Fry adds that these were “all memory saving techniques employed back in the day which allow the game to perform at a rock solid sixty frames per second, even on lowly hardware and with little to no loading times today.”
Notable independent releases of the last few years have often been anchored by a game decades in the past. Axiom Verge by Thomas Happ is built on the bones of Nintendo’s Metroid franchise, just as Shovel Knight by Yacht Club Games is an amalgam of Duck Tales, Mega Man, and Zelda 2. But those new games succeed beyond mere mimicry into establishing their own identity.
Sonic Mania is a new game, built by indie devs outside of Sega, determined to feel exactly like a classic Sonic game. The goal is not to evolve the franchise but reach back into the past and find what we once loved. Sega and Sonic Team put their trust in Headcannon, PagodaWest, and Whitehead, but kept a close eye on proceedings.
“We worked with Takashi Iizuka and Kazuyuki Hoshino of Sonic Team to keep things in line,” Thomley says. “But for a project of this scope, we were met with surprisingly few objections.” Any additions had to feel moored to Sonic’s origins. The biggest difference between Mania and previous attempts at evoking the 16-bit style may be that Mania is not a reinvention, but rather a continuation.
“I was keen to give it a more Saturn-esque, ‘32-bit’ feel by enhancing the color depth and doubling, maybe even quadrupling the frames of animation.”
“The marketing for Sonic 4  posed the idea of, ‘What if we made a new 2D Sonic game today?'” Thomley points out. “Whereas with Sonic Mania, we asked ourselves, ‘What if they made a new 2D Sonic game in 1995 or 1996?’”
With the advent of 3D games, developers were chasing this new dimension, trying to build the next new thing. A 2D Sonic game releasing in 1996, the same year as Super Mario 64, would have been commercial suicide. Today, though, 2D games coexist alongside massive open-world adventures. The marketplace has learned to embrace its past. Sonic Mania gives fans a chance to play that alternate timeline sequel that never was.

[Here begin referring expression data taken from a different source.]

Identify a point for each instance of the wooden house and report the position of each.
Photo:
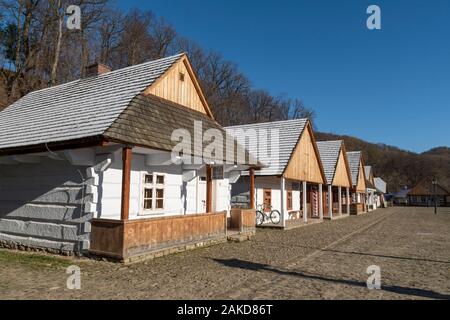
(293, 179)
(381, 187)
(337, 172)
(426, 193)
(371, 190)
(89, 166)
(356, 164)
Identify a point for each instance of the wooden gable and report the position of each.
(342, 177)
(180, 85)
(361, 186)
(305, 164)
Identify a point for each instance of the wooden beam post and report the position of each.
(330, 201)
(209, 188)
(252, 188)
(305, 202)
(348, 200)
(283, 201)
(340, 200)
(126, 175)
(320, 201)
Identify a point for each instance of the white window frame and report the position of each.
(154, 186)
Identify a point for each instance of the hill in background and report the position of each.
(399, 168)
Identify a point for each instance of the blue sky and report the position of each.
(390, 86)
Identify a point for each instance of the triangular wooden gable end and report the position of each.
(361, 186)
(180, 85)
(305, 164)
(342, 175)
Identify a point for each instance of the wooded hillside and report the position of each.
(397, 167)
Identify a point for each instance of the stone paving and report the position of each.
(322, 261)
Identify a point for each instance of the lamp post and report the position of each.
(434, 182)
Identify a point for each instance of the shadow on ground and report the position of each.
(247, 265)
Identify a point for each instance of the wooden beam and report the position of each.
(209, 188)
(126, 174)
(252, 188)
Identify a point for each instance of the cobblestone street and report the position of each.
(321, 261)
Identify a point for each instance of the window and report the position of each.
(217, 173)
(153, 197)
(289, 200)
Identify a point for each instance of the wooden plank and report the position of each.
(126, 175)
(186, 91)
(208, 188)
(252, 188)
(342, 177)
(304, 164)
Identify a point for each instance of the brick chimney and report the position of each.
(96, 69)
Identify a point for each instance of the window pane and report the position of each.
(149, 178)
(217, 173)
(148, 193)
(148, 204)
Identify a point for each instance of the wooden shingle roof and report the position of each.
(149, 121)
(354, 159)
(84, 108)
(289, 134)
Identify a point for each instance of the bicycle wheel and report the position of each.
(275, 217)
(259, 218)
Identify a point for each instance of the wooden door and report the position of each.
(314, 201)
(201, 195)
(267, 199)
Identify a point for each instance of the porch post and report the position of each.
(320, 202)
(252, 188)
(126, 174)
(305, 202)
(348, 200)
(283, 201)
(330, 201)
(208, 188)
(340, 200)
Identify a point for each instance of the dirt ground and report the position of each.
(411, 246)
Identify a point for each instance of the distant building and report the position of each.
(381, 187)
(424, 193)
(401, 198)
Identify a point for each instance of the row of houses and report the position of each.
(120, 164)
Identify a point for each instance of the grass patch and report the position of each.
(33, 260)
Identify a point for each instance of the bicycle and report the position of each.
(261, 216)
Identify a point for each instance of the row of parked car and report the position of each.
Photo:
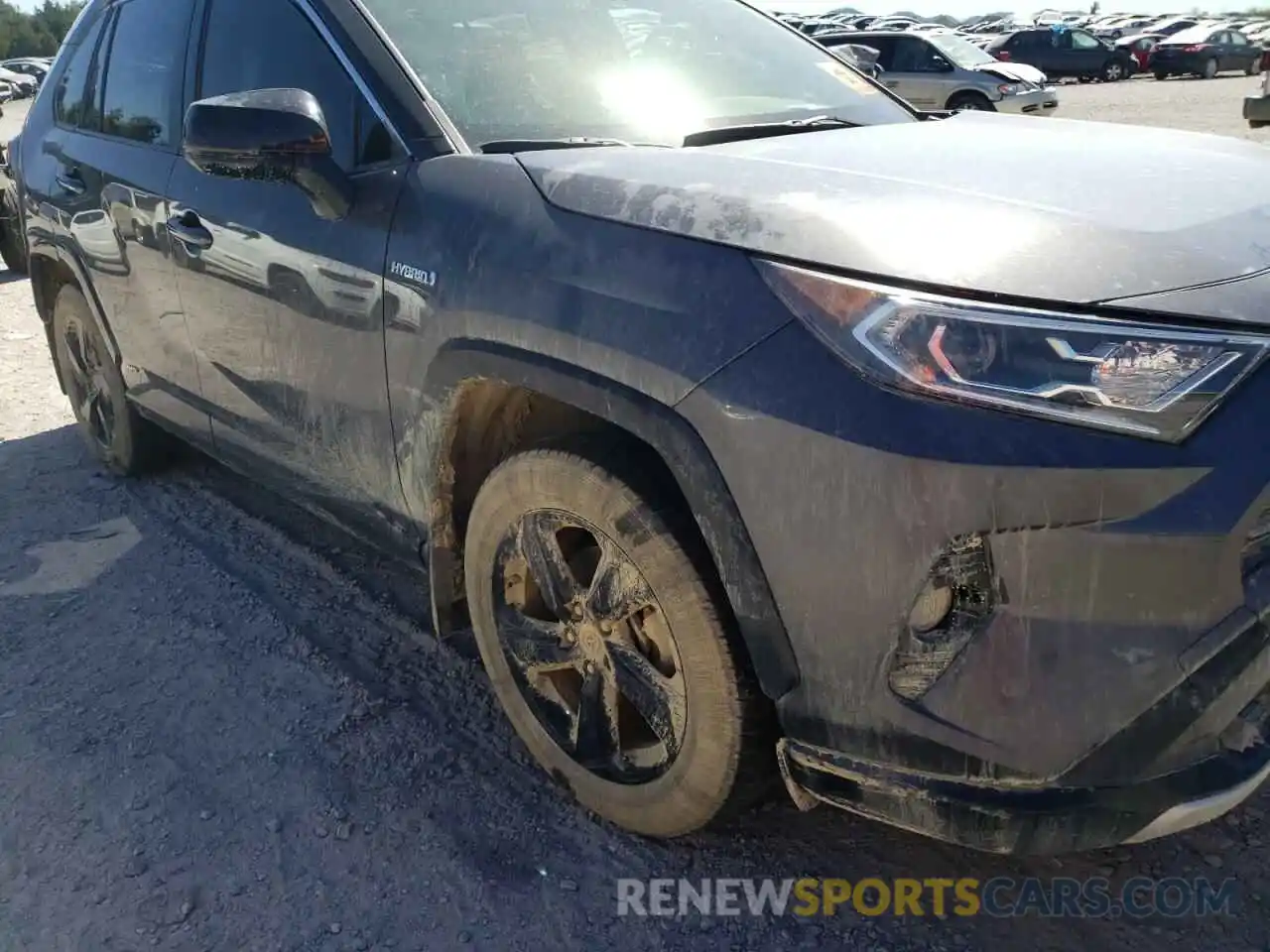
(21, 77)
(935, 54)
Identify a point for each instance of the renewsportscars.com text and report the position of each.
(1001, 896)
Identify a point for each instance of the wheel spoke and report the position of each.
(658, 699)
(79, 362)
(619, 588)
(556, 580)
(535, 645)
(595, 740)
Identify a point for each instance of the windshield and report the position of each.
(607, 68)
(960, 53)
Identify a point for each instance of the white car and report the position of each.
(26, 85)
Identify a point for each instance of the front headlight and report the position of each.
(1147, 380)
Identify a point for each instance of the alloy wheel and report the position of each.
(589, 649)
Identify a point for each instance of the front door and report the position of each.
(286, 308)
(920, 72)
(105, 168)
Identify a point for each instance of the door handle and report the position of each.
(71, 181)
(189, 229)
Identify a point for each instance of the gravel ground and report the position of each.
(222, 728)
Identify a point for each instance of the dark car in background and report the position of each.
(13, 240)
(1205, 53)
(1139, 48)
(1062, 54)
(762, 429)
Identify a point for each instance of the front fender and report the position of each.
(654, 424)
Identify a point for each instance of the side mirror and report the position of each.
(268, 135)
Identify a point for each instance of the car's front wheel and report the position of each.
(113, 429)
(606, 648)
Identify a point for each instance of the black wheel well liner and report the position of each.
(50, 272)
(463, 366)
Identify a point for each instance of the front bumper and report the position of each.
(1039, 102)
(1096, 680)
(1257, 108)
(1038, 817)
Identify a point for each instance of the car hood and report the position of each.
(1056, 209)
(1014, 71)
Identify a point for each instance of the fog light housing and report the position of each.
(955, 603)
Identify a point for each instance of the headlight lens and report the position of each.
(1151, 381)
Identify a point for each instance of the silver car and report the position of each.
(945, 71)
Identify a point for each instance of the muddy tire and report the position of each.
(606, 648)
(117, 435)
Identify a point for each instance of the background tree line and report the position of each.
(37, 33)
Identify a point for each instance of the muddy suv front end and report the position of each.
(1019, 627)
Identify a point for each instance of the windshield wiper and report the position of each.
(497, 146)
(763, 130)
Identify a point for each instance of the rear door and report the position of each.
(917, 75)
(1242, 53)
(104, 167)
(286, 308)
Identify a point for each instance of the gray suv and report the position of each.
(945, 71)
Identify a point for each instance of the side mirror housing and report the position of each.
(268, 135)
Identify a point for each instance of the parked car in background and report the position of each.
(13, 240)
(1064, 53)
(1256, 108)
(944, 71)
(1139, 46)
(847, 46)
(1123, 27)
(36, 68)
(23, 84)
(1174, 24)
(1203, 51)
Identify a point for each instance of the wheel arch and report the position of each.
(488, 391)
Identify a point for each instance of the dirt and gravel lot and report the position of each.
(221, 728)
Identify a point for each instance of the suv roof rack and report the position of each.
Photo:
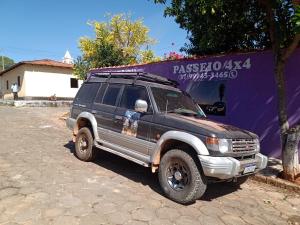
(134, 76)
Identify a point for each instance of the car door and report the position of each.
(133, 127)
(104, 108)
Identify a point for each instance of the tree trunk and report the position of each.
(290, 155)
(290, 137)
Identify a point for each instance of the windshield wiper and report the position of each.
(183, 111)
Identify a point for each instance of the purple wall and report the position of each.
(251, 99)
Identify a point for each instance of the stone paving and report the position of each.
(42, 182)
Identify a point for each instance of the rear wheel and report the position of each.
(180, 177)
(84, 145)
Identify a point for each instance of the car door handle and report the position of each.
(118, 117)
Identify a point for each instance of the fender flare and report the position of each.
(187, 138)
(92, 119)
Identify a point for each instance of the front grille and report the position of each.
(243, 145)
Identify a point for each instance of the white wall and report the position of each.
(47, 81)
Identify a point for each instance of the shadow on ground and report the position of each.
(144, 175)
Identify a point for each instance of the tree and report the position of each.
(5, 62)
(223, 26)
(117, 42)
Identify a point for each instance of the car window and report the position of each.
(111, 94)
(87, 93)
(175, 101)
(100, 93)
(133, 93)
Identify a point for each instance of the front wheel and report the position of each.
(84, 144)
(180, 177)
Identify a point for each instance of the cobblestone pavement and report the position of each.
(41, 182)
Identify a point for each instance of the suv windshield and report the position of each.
(175, 102)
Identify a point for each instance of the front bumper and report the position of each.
(229, 167)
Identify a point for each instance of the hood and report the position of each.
(210, 128)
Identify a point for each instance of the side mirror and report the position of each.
(141, 106)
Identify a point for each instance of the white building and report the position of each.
(40, 79)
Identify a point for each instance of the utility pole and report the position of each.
(2, 60)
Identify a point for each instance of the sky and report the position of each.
(35, 29)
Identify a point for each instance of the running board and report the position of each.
(121, 154)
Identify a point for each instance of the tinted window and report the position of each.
(87, 93)
(100, 94)
(210, 95)
(131, 94)
(111, 94)
(174, 101)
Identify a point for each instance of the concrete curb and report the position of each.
(277, 182)
(35, 103)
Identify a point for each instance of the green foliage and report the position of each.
(296, 19)
(117, 42)
(217, 26)
(7, 62)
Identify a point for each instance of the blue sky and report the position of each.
(35, 29)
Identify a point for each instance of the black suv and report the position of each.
(147, 119)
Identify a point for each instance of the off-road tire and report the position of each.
(88, 153)
(196, 185)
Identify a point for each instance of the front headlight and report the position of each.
(216, 144)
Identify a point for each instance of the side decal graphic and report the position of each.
(130, 123)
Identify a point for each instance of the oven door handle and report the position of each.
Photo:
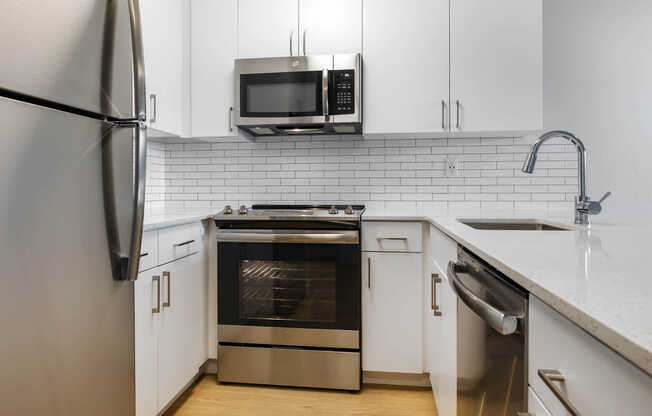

Much of that has to do with Fry’s art. “I was keen to give [SM’s graphical assets] a new lick of paint,” he says, “in order to give them a more Saturn-esque, ‘32-bit’ feel by enhancing the color depth and doubling, maybe so much as quadrupling the frames of existing animations and adding entirely new animations into the repertoire.” To Thomley, the hope was “to create was something that gives the sense of a long-lost Sega Saturn game, something that fans of the Genesis originals might have expected as a next step.”
Retro isn’t going anywhere. If anything, old games are growing in popularity, with modern systems frequently getting re-releases of games such as HAMSTER’s series of Neo-Geo titles, not to mention the phenomenon of Nintendo’s classic miniature systems driving people into fits of madness. Sonic Mania hopes to inspire in its players another kind of madness: That strange feeling of being transported to another time, one you might have forgotten, or worried you’d never see again. And with the help of archaeological developers like Whitehead, Headcannon and PagodaWest, we can look forward to plenty of retro mania in the years to come.